Originally Posted by Last_Singularity
Define $\displaystyle \mathbb{Z}_n$ as the set of integers mod n: $\displaystyle \{0,1,...,n-1\}$ which is endowed with the operations $\displaystyle a+b = (a+b) \mod n$ and $\displaystyle a \cdot b = ab \mod n$. It appears that this ring with identity is a field if and only if $\displaystyle n$ is prime. The key is whether or not elements of $\displaystyle \mathbb{Z}_n$ have inverses (they don't when $\displaystyle n$ is composite).

So I managed to prove that: if $\displaystyle n$ is not prime, then $\displaystyle a \in \mathbb{Z}_n$ has no inverse mod n. Now I am having trouble going the opposite way: how do I show that if $\displaystyle n$ is prime, i.e. - $\displaystyle gcd(a,n)=1$, then for all $\displaystyle a \in \mathbb{Z}_n$, $\displaystyle a$ has an inverse mod n? Thanks!

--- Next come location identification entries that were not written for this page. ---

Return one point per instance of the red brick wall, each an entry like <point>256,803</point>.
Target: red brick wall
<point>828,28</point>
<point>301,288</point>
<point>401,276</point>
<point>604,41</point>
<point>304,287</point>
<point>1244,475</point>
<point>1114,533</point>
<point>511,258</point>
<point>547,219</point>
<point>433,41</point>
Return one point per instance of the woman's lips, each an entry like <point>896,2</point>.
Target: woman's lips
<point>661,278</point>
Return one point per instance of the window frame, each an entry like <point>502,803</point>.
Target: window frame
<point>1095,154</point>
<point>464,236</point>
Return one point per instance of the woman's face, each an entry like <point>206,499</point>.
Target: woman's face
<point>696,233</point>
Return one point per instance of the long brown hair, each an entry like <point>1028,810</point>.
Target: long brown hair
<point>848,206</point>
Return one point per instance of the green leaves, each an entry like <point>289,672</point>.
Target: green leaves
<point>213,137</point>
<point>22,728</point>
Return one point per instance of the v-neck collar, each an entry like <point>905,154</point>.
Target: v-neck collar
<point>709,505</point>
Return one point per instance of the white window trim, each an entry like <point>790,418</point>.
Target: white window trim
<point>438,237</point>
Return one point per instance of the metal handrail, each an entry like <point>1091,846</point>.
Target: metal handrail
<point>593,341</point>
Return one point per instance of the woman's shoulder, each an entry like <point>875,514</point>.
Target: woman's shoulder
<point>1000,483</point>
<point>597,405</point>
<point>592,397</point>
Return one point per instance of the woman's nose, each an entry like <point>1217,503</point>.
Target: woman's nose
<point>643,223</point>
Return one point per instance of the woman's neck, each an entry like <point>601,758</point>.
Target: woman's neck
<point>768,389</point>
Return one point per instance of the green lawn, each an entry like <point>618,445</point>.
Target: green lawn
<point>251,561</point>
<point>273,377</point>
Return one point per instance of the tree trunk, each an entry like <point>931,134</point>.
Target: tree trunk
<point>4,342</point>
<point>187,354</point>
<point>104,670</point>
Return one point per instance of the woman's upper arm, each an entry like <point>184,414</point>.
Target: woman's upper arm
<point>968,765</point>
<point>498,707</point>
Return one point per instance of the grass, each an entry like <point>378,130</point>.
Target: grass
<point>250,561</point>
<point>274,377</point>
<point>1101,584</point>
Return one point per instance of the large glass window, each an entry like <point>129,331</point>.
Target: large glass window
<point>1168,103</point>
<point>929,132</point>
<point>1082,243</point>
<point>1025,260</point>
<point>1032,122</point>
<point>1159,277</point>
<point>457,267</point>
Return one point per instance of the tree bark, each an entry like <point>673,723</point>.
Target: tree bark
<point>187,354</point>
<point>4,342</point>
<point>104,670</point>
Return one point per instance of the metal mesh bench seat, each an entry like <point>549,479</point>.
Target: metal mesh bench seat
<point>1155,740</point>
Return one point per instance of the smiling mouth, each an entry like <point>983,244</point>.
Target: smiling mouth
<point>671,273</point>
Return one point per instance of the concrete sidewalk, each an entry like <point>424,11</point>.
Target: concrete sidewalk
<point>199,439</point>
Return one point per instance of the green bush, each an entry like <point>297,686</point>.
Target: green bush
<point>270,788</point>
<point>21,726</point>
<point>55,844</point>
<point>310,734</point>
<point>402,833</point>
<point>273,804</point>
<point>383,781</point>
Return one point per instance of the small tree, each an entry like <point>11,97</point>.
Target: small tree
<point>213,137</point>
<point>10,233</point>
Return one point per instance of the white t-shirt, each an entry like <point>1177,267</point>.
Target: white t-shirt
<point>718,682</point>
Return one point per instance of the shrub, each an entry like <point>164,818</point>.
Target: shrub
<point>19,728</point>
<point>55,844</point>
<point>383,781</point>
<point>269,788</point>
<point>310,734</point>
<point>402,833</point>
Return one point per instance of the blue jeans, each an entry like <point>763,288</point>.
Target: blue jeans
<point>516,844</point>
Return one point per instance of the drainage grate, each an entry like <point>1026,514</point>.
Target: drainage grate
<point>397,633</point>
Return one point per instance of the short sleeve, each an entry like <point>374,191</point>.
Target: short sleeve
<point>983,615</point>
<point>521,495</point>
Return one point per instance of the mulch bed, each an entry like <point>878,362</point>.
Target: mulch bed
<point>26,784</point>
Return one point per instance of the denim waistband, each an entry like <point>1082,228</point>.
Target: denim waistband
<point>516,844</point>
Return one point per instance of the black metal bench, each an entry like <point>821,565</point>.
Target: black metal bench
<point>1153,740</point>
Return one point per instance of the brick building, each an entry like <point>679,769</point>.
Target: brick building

This is because in number theory, if $\displaystyle \gcd (a,n)=1$, then there exists $\displaystyle x,ax\mod n=1$.
if not, we suppose $\displaystyle d=\min\{ax-kn|ax-kn>0\},d>1$.now we will show that $\displaystyle d|n$,which is impossible.
suppose $\displaystyle ax-kn=d$
Suppose $\displaystyle n=dq+r,0<r<d$
then $\displaystyle n=(ax-kn)q+r\Leftrightarrow -axq+(kq+1)n=r\Leftrightarrow -axq\mod n=r$,but $\displaystyle r<d$,which will make contradiction.
The only possible case is $\displaystyle r=0$,so $\displaystyle d|n$
So $\displaystyle d=1$
• Aug 30th 2009, 07:42 PM
o_O
$\displaystyle \gcd (a,n) = 1 \ \Leftrightarrow \ ax + ny = 1$ for some $\displaystyle x, y \in \mathbb{Z}$

which by definition means: $\displaystyle ax \equiv 1 \ (\text{mod } n)$

The least residue of $\displaystyle x$ is then a solution and is therefore the inverse.